Division of Cardiothoracic Anesthesia, Department of Anesthesiology, Washington University School of Medicine, St. Louis, MO.
J Cardiothorac Vasc Anesth. 2020 Apr;34(4):1099-1102. doi: 10.1053/j.jvca.2019.11.011. Epub 2019 Nov 19.

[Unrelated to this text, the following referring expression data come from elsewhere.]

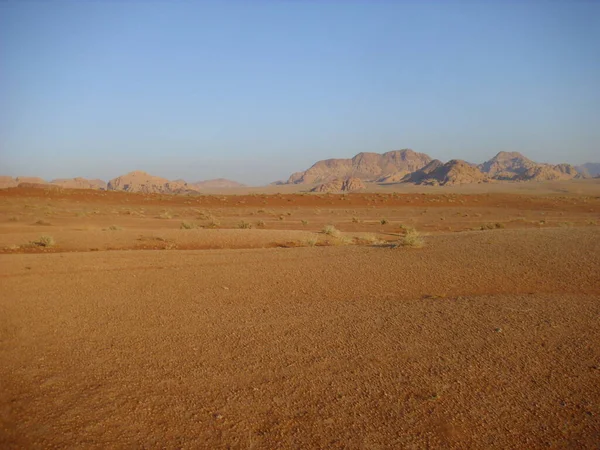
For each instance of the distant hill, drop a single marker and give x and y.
(454, 172)
(216, 183)
(79, 183)
(408, 166)
(340, 185)
(516, 167)
(366, 166)
(589, 169)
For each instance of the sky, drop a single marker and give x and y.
(256, 90)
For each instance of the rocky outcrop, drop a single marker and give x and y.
(415, 177)
(139, 181)
(516, 167)
(454, 172)
(341, 185)
(6, 182)
(36, 180)
(365, 166)
(217, 183)
(79, 183)
(589, 169)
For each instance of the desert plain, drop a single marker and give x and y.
(275, 318)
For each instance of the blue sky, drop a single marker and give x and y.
(256, 90)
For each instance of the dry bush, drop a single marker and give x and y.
(311, 242)
(372, 239)
(44, 241)
(332, 231)
(412, 238)
(188, 225)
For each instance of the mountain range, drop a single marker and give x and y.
(408, 166)
(136, 181)
(398, 166)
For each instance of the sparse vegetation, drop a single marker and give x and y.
(372, 239)
(188, 225)
(491, 226)
(332, 231)
(412, 238)
(311, 242)
(44, 241)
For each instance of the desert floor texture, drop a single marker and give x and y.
(235, 321)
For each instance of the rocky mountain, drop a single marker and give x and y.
(366, 166)
(516, 167)
(36, 180)
(453, 172)
(340, 185)
(217, 183)
(6, 182)
(138, 181)
(589, 169)
(79, 183)
(414, 177)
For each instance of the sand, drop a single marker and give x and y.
(480, 339)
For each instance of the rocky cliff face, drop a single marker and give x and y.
(217, 183)
(139, 181)
(516, 167)
(453, 172)
(589, 169)
(366, 166)
(6, 182)
(79, 183)
(341, 185)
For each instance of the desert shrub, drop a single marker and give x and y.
(372, 239)
(188, 225)
(332, 231)
(412, 238)
(44, 241)
(311, 242)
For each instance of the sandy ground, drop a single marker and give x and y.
(480, 339)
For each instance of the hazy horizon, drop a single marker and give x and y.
(255, 91)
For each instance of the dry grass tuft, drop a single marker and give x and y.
(44, 241)
(412, 238)
(188, 225)
(332, 231)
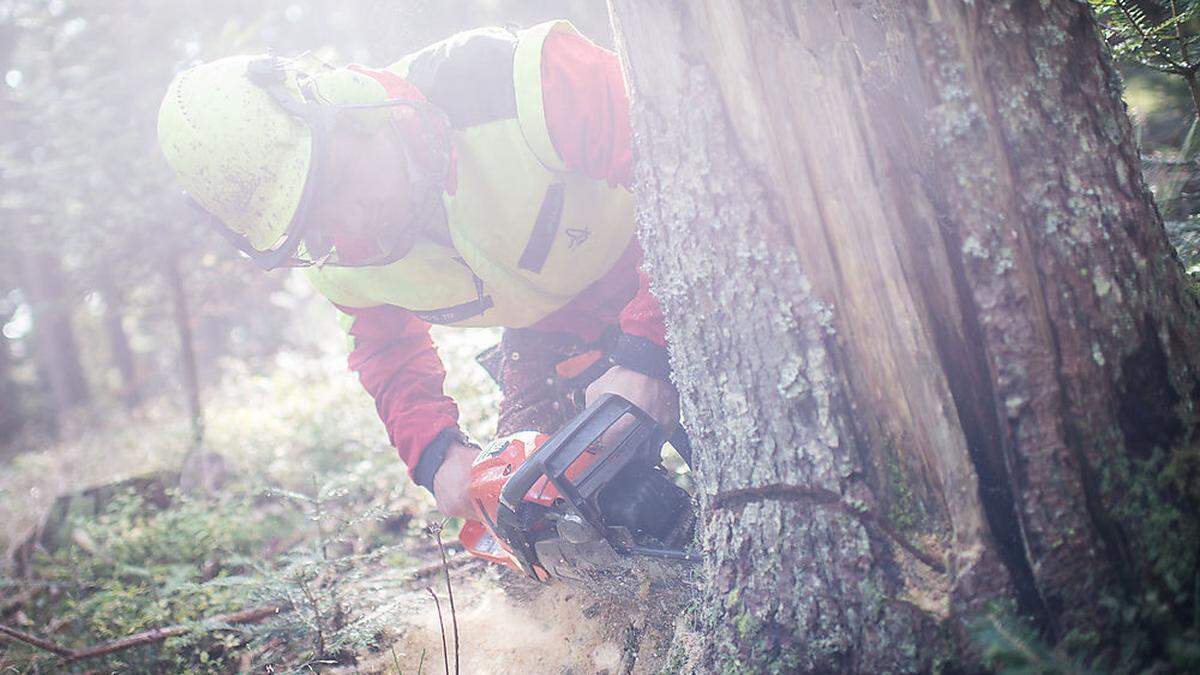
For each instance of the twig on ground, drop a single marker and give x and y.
(445, 571)
(436, 567)
(442, 625)
(137, 639)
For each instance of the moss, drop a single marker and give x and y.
(905, 509)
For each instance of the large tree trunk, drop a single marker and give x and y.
(933, 344)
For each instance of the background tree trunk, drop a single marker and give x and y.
(54, 341)
(189, 370)
(933, 344)
(119, 342)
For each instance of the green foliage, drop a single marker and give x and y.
(316, 513)
(1153, 33)
(1011, 647)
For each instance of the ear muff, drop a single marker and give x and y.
(345, 87)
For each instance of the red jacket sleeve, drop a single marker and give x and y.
(400, 368)
(587, 112)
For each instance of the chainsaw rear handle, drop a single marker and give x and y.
(569, 443)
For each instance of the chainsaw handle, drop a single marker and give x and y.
(588, 426)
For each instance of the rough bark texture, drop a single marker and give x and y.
(921, 309)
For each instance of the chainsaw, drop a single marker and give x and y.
(571, 507)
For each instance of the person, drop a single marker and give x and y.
(481, 181)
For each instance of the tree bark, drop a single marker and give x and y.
(919, 302)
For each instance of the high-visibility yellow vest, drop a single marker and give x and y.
(528, 236)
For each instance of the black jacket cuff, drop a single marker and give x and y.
(435, 454)
(643, 356)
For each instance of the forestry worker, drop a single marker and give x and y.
(484, 180)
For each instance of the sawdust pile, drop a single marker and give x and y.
(514, 626)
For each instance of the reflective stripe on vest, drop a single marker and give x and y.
(527, 236)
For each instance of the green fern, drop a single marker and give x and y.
(1011, 647)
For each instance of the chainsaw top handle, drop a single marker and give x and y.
(561, 452)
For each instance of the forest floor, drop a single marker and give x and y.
(311, 513)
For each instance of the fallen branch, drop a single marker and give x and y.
(137, 639)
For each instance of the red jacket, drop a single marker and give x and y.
(587, 112)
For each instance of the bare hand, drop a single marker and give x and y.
(451, 483)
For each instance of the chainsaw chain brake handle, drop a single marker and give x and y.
(581, 489)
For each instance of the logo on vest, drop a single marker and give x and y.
(577, 236)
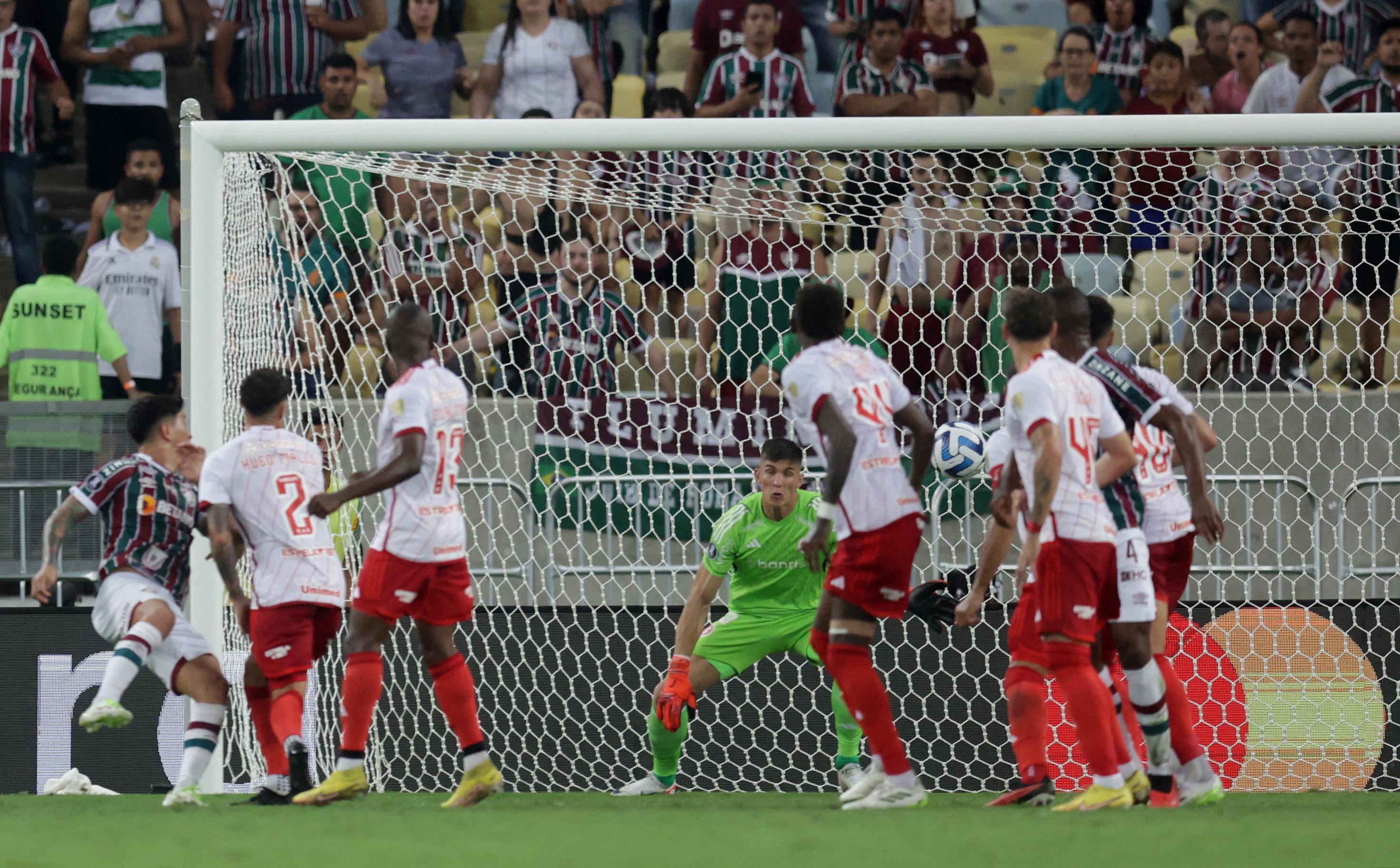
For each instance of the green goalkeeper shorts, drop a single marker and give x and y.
(739, 639)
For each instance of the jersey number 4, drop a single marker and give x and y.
(450, 456)
(293, 493)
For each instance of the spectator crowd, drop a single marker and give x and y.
(570, 273)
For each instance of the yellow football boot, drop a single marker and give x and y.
(481, 781)
(348, 783)
(1140, 786)
(1098, 799)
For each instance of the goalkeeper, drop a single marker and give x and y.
(773, 597)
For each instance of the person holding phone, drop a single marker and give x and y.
(754, 82)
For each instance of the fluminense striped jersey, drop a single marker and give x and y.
(24, 61)
(283, 52)
(1120, 55)
(149, 516)
(786, 96)
(664, 183)
(1377, 170)
(1353, 23)
(412, 250)
(111, 23)
(860, 10)
(1136, 402)
(573, 341)
(1221, 208)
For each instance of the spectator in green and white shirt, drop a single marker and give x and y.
(122, 42)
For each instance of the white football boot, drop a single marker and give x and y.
(647, 786)
(889, 794)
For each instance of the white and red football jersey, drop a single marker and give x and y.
(425, 511)
(1053, 391)
(268, 475)
(1168, 514)
(868, 394)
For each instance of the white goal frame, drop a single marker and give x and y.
(205, 143)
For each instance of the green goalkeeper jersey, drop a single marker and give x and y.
(768, 573)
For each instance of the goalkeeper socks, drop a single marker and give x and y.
(865, 696)
(260, 703)
(1125, 745)
(1027, 722)
(665, 745)
(128, 657)
(201, 740)
(359, 695)
(1089, 707)
(847, 731)
(1147, 692)
(286, 719)
(457, 696)
(1184, 716)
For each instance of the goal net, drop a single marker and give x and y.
(616, 296)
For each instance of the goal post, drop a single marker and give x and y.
(593, 479)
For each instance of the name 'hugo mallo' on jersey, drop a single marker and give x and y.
(268, 475)
(423, 521)
(868, 394)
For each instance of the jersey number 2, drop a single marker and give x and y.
(294, 495)
(450, 456)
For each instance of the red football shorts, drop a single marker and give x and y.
(289, 639)
(1077, 587)
(871, 569)
(1024, 640)
(1171, 565)
(391, 587)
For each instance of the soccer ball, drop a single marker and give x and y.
(960, 450)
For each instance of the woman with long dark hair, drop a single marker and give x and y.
(422, 63)
(535, 61)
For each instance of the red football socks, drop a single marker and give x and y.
(286, 716)
(457, 696)
(359, 696)
(1089, 705)
(864, 693)
(260, 703)
(1027, 720)
(1182, 714)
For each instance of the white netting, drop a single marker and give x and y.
(646, 299)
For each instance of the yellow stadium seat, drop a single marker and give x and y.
(672, 52)
(629, 93)
(1185, 37)
(484, 14)
(677, 80)
(356, 48)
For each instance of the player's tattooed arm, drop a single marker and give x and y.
(55, 531)
(223, 541)
(1184, 432)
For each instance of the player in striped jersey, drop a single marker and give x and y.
(285, 47)
(1372, 195)
(573, 330)
(1354, 24)
(1122, 41)
(853, 20)
(150, 510)
(1171, 539)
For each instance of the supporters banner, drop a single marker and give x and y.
(639, 443)
(643, 441)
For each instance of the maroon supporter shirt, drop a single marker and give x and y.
(719, 27)
(927, 49)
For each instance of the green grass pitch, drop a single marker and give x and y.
(769, 830)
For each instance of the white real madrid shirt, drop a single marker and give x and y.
(136, 289)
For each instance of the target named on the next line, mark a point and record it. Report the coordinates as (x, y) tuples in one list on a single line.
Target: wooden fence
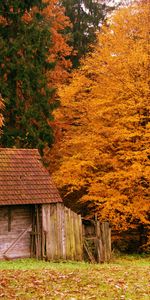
[(97, 241), (61, 233)]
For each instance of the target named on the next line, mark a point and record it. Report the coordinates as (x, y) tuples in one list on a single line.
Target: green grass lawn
[(126, 277)]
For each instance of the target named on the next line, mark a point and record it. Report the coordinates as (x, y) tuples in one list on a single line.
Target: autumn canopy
[(104, 155)]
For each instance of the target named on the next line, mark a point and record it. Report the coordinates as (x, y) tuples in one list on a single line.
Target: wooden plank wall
[(98, 236), (62, 233), (15, 227)]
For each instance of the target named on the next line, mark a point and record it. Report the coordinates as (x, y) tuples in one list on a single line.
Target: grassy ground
[(124, 278)]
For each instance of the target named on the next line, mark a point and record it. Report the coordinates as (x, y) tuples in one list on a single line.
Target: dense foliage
[(105, 115), (1, 109), (27, 57), (86, 17)]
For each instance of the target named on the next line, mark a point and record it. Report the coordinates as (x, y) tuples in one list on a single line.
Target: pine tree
[(24, 51)]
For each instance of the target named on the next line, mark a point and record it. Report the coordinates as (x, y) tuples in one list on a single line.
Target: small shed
[(33, 219)]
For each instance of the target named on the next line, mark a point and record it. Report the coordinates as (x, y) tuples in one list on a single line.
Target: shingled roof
[(24, 179)]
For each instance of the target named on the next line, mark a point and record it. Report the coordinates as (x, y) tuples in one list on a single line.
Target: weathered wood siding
[(97, 240), (62, 233), (15, 227)]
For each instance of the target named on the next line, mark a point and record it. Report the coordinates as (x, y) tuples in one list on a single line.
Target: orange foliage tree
[(104, 150), (1, 108)]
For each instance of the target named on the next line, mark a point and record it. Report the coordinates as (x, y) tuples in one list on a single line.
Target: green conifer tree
[(24, 49)]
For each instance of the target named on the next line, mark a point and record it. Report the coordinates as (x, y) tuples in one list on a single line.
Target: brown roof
[(24, 179)]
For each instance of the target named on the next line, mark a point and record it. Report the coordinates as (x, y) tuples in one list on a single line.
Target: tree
[(86, 17), (1, 116), (28, 55), (104, 153)]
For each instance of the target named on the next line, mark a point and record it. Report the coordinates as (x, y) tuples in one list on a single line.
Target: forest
[(74, 83)]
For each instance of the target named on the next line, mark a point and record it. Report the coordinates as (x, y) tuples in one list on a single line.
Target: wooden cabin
[(33, 219)]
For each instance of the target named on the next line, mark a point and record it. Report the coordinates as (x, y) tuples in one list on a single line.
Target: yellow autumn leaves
[(106, 142)]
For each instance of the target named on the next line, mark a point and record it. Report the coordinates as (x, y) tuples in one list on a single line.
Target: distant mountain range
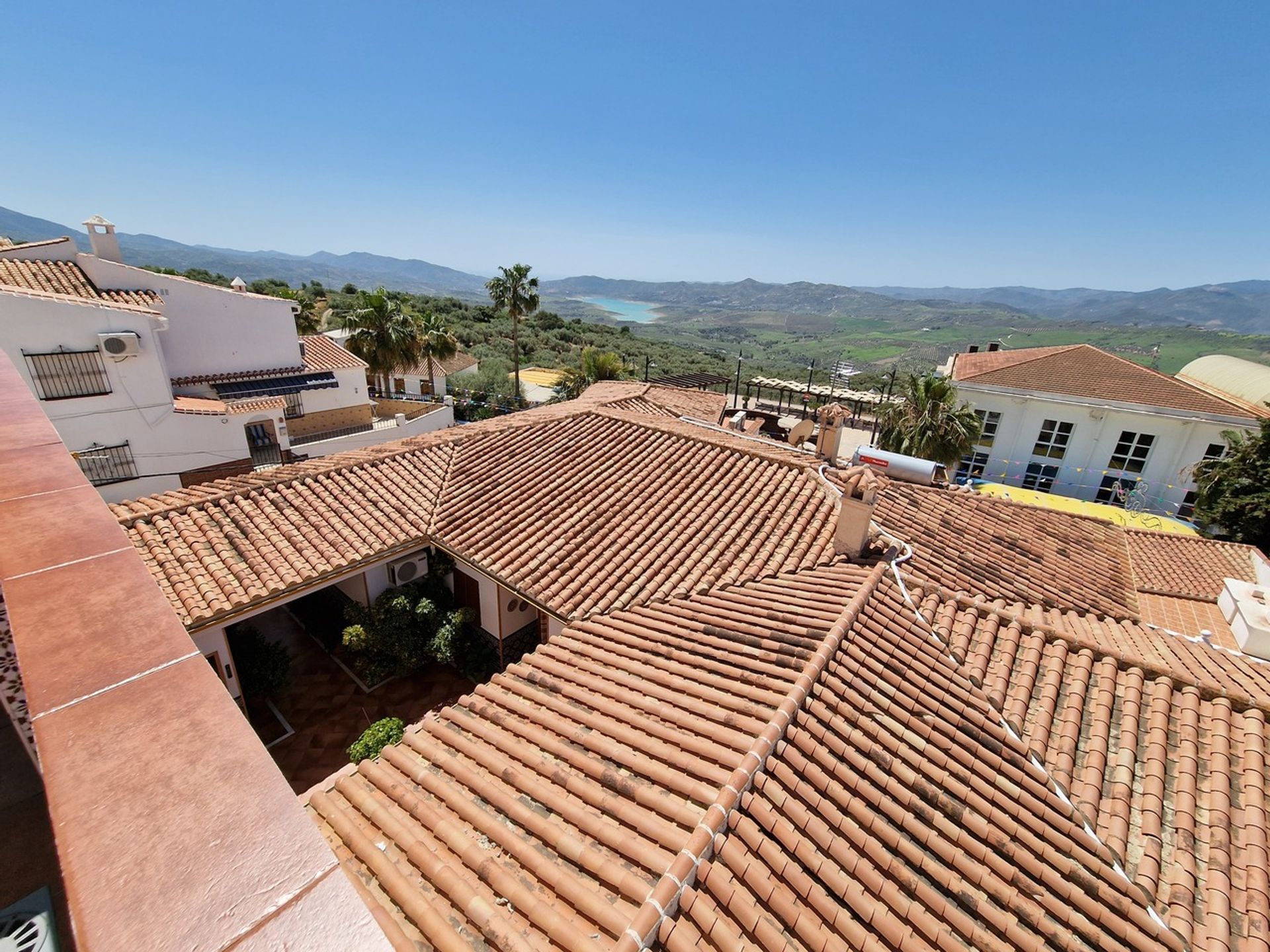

CONSTRICTIVE PERICARDITIS is characterized by progressive inflammation and fibrosis of the pericardium. It manifests with symptoms of heart failure. The only effective treatment is surgical pericardiectomy. The assessment and diagnosis of constrictive pericarditis with echocardiography is well described with spontaneous ventilation. However, there are limited data on constrictive pericarditis assessment with transesophageal echocardiography with positive pressure ventilation. Also, intraoperative hepatic venous Doppler flow mostly is used intraoperatively to assess the severity of tricuspid regurgitation by focusing on the flow reversal during systole. In this e-challenge, the authors focus on the hepatic vein Doppler tracing as a means to show improvement in diastolic function during positive pressure ventilation in a patient undergoing pericardiectomy. This case demonstrates a severely blunted diastolic flow pattern in the hepatic vein that is reversed after successful pericardiectomy. Also, it shows blunted flow during systole compared to diastole post-pericardiectomy, indicating high right atrial pressure.
缩窄性心包炎的特征为心包进行性炎症和纤维化。它表现为心力衰竭的症状。唯一有效的治疗方法是心脏心包切除术。超声心动图对缩窄性心包炎的评估和诊断在自主通气时描述得很好。然而,关于正压通气下经食管超声心动图评估缩窄性心包炎的数据有限。此外,术中肝静脉多普勒血流主要用于术中评估三尖瓣反流的严重程度,重点关注收缩期的血流反转。在这个电子挑战中,作者关注肝静脉多普勒轨迹,作为一种在接受心包切除术的患者中在正压通气期间显示舒张功能改善的方法。该病例展示了一例肝静脉舒张期血流模式严重钝挫,心包切除术后血流反转。此外,与心包切除术后的舒张期相比,收缩期血流也较钝,表明右心房压力高。